NBC to Cut 700 Jobs in Digital Makeover

In the face of an increasingly fractionalized and rapidly changing media landscape, NBC Universal this week announced a major restructuring plan to reduce costs and expand its digital offerings.

Dubbed "NBCU 2.0" the reorg spans the company's broadcast, cable, film and theme parks, and will result in the elimination of 700 jobs--or 5 percent--from the NBCU payroll. The combination of job cuts and increased digital services--focusing primarily on the Web--is expected to save the company up to $750 million by the end of 2008, according to company officials.

Among the other changes in store, MSNBC, NBC Universal's 24-hour cable news network, will move its operations from Secaucus, N.J. to NBC network headquarters at 30 Rockefeller Plaza in New York, as well as Englewood Cliffs, N.J., home of CNBC, the company's 24-hour finance channel.
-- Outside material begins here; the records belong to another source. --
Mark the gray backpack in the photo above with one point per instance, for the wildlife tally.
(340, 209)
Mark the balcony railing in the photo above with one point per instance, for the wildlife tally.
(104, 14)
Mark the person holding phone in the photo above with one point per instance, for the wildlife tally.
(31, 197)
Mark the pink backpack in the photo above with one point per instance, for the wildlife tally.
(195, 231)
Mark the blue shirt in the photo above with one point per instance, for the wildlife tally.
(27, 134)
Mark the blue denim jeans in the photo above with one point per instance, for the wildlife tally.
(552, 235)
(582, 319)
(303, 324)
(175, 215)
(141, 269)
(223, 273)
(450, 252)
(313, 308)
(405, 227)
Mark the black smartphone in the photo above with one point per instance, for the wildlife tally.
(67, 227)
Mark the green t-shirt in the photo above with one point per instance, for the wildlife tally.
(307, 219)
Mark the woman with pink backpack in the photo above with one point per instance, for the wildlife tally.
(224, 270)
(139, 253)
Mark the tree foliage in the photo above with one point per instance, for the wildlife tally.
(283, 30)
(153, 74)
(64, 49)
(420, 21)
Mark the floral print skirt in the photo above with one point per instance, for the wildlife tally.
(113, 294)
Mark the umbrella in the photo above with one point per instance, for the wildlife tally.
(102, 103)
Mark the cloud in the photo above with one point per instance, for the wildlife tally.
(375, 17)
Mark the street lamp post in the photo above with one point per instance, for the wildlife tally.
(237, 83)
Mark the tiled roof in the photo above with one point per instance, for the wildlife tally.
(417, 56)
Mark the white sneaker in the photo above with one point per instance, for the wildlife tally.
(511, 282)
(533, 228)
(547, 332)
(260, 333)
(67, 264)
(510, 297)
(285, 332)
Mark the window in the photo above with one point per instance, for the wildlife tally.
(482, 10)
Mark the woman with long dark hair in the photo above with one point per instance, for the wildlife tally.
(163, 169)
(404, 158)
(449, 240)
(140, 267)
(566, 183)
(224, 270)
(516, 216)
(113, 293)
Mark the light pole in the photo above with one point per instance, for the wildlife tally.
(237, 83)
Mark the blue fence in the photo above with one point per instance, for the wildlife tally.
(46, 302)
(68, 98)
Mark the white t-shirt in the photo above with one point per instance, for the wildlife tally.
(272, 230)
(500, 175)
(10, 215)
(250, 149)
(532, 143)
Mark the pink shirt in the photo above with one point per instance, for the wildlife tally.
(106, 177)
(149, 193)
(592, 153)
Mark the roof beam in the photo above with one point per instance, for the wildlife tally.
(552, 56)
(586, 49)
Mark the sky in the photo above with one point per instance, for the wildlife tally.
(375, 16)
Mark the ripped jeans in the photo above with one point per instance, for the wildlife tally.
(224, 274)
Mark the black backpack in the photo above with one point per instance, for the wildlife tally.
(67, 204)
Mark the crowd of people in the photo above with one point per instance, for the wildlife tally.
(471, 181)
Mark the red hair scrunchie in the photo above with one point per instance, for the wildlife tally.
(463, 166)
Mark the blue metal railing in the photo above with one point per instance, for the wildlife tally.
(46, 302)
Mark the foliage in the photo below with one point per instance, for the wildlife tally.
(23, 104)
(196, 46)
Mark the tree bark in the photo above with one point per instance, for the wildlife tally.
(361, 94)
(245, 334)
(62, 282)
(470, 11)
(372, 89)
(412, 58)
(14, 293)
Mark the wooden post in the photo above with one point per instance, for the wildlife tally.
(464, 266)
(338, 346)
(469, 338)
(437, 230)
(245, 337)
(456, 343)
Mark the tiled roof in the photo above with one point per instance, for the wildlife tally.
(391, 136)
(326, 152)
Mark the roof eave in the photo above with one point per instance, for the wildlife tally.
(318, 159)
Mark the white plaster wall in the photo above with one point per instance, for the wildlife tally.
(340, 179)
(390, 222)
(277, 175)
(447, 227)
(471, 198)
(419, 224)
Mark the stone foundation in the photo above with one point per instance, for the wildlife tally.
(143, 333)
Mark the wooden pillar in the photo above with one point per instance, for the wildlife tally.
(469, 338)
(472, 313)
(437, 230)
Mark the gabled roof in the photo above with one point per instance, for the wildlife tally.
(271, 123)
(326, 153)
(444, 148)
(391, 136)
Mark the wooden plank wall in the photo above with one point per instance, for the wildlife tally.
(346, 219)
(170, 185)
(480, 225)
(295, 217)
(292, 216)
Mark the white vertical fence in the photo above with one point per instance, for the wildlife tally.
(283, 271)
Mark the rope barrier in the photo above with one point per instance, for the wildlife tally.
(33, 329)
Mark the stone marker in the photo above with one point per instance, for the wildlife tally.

The company said it will also consolidate its news facilities in Burbank, Calif., which will house the news operations for NBC, its Hispanic language network, Telemundo, KNBC, KVEA and KWHY. NBCU said it is reviewing additional options to consolidate news operations worldwide.

NBCU said it plans to improve how media is gathered, shared and distributed, implementing such changes network-wide, as well as in local stations. The company plans to reduce its dependence on "traditional" content distribution methods in favor of emphasizing distribution across multiple platforms.

Although NBC Universal has initiated a number of digital media outlets in the last several years including the launch of NBC WeatherPlus, and broadband services such as nbbc, nbcsports.com, cnbc.com, interactive TV and d-cinema applications, the company--whose broadcast network is in third place--has seen rival networks, like CBS, sprint ahead. The Tiffany network has been ramping up its own digital services, illustrated by the announcement of alliances with YouTube and Yahoo!, earlier this week.

"NBC Universal 2.0 will prepare us for future growth from a position of strength," said Jeff Zucker, CEO of NBC Universal Television Group. "With new momentum in primetime at NBC, continued leadership from NBC News real growth at Telemundo, and solid performances in virtually every other division of our Television Group, there is no better time to re-engineer the company for the revolutionary changes to come. We have to recognize that the changes of the next five years will dwarf the changes of the last fifty."

NBCU 2.0 represents an important strategy among the broadcast networks, which are seen by many as dinosaurs, facing competition from iPods, video-on-demand and Internet upstarts like YouTube and Myspace.com.

"The present media landscape is vastly different than it was just five years ago and does not even resemble what it was twenty to thirty years ago," said Mark Fratrick, vice president of BIA Financial Network, a media thinktank based in Chantilly, Va. Fratrick adds that such "drastic change" is necessary, given the competitive landscape.

"NBCU and the other over-the-air networks have to adapt and react to the cold realities of the present media environment," he said.